Among acute lymphoblastic leukemias derived from the B-cell lineage, the subset of cases expressing cytoplasmic μ heavy chain proteins (Cμ) in the absence of surface immunoglobulin has been designated pre-B-cell acute lymphoblastic leukemia. This group, traditionally identified using immunologic smear techniques, has been associated with a poor prognosis in some series. In a comparative study, 25 cases of B-lineage acute lymphoblastic leukemia were analyzed for Cμ expression using molecular and immunologic techniques. RNA derived from cryopreserved blast cells was hybridized in both Northern and slot-blot analyses using a probe (pBZ311) containing four exons of the human immunoglobulin heavy chain μ constant region gene.

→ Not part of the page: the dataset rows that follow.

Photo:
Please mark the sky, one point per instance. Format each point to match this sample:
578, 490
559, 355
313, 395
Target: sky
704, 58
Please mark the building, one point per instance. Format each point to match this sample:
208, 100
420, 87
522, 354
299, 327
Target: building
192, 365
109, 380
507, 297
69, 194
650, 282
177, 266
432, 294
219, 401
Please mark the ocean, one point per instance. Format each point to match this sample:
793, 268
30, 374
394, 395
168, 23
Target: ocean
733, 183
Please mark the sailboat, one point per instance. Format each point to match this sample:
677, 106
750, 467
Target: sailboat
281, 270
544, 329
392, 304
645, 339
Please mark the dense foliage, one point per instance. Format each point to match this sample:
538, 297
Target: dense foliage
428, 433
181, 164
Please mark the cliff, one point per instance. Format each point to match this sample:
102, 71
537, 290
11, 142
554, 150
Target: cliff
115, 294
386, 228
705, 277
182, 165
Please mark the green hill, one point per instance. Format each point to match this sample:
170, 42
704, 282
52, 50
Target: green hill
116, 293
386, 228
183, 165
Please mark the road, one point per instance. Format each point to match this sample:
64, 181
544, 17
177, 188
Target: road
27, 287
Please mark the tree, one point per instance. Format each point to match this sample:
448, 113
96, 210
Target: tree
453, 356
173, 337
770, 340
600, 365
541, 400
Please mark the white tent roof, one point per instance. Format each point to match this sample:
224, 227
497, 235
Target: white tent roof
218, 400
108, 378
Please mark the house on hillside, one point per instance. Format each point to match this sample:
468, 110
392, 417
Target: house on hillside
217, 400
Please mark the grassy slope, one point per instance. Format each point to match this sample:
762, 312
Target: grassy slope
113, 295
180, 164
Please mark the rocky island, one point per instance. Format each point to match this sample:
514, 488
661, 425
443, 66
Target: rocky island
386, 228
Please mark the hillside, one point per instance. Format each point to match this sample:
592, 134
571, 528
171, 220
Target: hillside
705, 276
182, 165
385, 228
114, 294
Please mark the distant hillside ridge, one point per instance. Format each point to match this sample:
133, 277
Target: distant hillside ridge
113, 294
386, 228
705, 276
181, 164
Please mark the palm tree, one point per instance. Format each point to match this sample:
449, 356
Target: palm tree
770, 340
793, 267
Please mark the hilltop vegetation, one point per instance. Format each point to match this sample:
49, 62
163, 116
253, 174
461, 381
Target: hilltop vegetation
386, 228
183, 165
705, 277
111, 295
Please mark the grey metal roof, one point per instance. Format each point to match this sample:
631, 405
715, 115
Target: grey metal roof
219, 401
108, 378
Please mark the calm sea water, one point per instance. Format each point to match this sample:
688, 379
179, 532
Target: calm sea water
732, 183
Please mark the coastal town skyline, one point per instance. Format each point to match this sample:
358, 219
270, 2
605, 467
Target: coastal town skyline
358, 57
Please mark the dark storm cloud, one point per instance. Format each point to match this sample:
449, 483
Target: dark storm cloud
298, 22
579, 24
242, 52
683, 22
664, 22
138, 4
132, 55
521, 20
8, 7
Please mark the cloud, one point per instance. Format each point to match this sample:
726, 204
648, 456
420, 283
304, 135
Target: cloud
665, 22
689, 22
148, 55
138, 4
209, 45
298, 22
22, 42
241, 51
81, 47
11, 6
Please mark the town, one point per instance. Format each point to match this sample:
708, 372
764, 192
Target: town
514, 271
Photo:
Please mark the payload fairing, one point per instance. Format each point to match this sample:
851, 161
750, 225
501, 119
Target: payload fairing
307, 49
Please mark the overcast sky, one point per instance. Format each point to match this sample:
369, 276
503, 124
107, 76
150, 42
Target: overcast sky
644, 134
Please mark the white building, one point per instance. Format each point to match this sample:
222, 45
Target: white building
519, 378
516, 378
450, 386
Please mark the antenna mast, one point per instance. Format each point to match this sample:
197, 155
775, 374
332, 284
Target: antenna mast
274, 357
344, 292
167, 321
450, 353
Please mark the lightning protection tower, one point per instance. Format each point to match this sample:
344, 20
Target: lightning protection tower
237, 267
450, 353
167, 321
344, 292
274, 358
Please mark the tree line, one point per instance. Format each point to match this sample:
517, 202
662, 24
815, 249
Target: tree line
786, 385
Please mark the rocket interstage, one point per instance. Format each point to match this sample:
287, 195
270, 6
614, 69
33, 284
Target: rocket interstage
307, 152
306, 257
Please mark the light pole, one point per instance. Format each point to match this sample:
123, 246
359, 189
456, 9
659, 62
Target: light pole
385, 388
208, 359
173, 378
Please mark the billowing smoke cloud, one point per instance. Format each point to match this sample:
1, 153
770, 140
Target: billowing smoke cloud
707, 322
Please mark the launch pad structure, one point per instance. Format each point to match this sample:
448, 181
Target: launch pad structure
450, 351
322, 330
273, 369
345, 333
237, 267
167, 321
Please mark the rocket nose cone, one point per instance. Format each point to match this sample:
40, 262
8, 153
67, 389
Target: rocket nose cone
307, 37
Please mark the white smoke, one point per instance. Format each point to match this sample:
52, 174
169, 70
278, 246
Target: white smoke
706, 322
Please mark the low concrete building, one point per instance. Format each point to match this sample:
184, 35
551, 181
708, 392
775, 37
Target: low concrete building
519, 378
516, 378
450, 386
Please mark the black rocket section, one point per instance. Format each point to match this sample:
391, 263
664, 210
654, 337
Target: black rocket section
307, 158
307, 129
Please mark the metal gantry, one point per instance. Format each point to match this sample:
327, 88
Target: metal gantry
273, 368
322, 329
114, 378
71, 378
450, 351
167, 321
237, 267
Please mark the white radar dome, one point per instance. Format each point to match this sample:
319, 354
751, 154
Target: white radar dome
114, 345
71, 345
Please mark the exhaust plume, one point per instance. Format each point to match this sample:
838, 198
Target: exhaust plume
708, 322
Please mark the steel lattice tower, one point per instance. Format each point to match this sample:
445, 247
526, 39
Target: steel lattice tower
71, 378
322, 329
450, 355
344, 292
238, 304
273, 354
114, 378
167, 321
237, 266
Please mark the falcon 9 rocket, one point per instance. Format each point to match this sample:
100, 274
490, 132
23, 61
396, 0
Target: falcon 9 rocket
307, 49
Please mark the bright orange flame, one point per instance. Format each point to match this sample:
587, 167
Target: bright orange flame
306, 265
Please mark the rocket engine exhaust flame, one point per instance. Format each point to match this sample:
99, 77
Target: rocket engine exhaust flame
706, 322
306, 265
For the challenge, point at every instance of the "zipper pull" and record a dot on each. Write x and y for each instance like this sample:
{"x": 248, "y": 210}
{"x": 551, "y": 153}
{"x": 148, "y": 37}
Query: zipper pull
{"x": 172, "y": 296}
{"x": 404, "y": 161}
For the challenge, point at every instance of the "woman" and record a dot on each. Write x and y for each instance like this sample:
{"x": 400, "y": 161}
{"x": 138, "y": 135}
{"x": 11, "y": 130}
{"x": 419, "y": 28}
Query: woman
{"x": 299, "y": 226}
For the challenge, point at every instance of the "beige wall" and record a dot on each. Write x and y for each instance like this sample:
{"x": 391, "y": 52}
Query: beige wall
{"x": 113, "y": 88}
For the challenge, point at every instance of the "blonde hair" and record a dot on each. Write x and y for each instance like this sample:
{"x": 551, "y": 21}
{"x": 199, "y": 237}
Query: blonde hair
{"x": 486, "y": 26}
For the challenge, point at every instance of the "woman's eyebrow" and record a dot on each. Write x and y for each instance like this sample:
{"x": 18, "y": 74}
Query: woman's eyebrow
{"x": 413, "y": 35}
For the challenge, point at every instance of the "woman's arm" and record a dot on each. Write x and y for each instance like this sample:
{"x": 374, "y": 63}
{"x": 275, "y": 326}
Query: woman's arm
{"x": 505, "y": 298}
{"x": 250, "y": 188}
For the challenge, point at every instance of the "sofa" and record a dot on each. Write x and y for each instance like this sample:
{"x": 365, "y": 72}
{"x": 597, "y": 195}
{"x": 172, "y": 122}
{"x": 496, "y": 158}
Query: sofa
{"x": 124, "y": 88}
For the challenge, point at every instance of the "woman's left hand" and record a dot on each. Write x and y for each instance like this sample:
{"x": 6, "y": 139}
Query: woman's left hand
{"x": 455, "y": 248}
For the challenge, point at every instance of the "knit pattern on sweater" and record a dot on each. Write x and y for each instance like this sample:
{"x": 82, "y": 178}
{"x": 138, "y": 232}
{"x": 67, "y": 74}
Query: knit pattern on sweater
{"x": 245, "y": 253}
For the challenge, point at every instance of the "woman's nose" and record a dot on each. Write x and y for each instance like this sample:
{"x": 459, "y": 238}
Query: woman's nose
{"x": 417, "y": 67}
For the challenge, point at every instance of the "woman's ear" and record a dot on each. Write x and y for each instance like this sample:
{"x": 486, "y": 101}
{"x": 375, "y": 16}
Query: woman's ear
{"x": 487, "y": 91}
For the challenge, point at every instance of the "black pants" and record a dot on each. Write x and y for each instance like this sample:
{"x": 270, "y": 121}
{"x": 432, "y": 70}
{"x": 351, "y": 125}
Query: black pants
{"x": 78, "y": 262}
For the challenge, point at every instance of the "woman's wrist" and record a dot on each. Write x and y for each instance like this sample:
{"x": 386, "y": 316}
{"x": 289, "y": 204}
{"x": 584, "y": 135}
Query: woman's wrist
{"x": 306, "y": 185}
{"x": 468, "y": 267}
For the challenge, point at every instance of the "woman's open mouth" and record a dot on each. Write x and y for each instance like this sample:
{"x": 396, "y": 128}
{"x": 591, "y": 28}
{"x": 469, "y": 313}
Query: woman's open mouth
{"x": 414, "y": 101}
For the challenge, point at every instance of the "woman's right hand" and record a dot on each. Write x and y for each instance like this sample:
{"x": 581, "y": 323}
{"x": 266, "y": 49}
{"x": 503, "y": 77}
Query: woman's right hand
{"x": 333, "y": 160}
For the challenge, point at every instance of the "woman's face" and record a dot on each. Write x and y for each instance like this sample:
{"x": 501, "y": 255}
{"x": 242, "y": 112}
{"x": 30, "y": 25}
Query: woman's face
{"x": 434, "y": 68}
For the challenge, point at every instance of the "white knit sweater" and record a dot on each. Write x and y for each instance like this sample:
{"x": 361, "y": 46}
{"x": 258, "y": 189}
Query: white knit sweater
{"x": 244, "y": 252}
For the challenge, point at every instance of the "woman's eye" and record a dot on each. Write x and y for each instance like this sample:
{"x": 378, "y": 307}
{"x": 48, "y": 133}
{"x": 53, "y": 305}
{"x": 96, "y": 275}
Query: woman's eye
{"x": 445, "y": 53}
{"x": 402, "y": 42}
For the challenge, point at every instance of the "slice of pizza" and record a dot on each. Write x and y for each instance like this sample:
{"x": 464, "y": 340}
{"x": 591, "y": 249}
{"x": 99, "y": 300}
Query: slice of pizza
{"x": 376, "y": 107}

Expression of Cμ proteins was assessed simultaneously by slide immunofluorescence and flow cytometric techniques in all samples. These studies were correlated with immunoglobulin heavy and light chain gene rearrangements, cell-surface immunophenotype, cytogenetics, and other clinicopathologic features. Cμ mRNA transcripts were detected in 14 of 25 cases, whereas Cμ proteins were detected in only 9 of these cases using flow cytometric techniques. Only four of these nine cases were positive by slide immunofluorescence techniques. These studies imply that molecular and flow cytometric techniques may be a more sensitive means to assess Cμ expression. The identification of five cases that expressed Cμ mRNA transcripts in the absence of detectable Cμ proteins also suggests that molecular techniques may be valuable in identifying a unique subgroup of pre-B-cell acute lymphoblastic leukemia cases that contain Cμ mRNA transcripts, but lack Cμ proteins.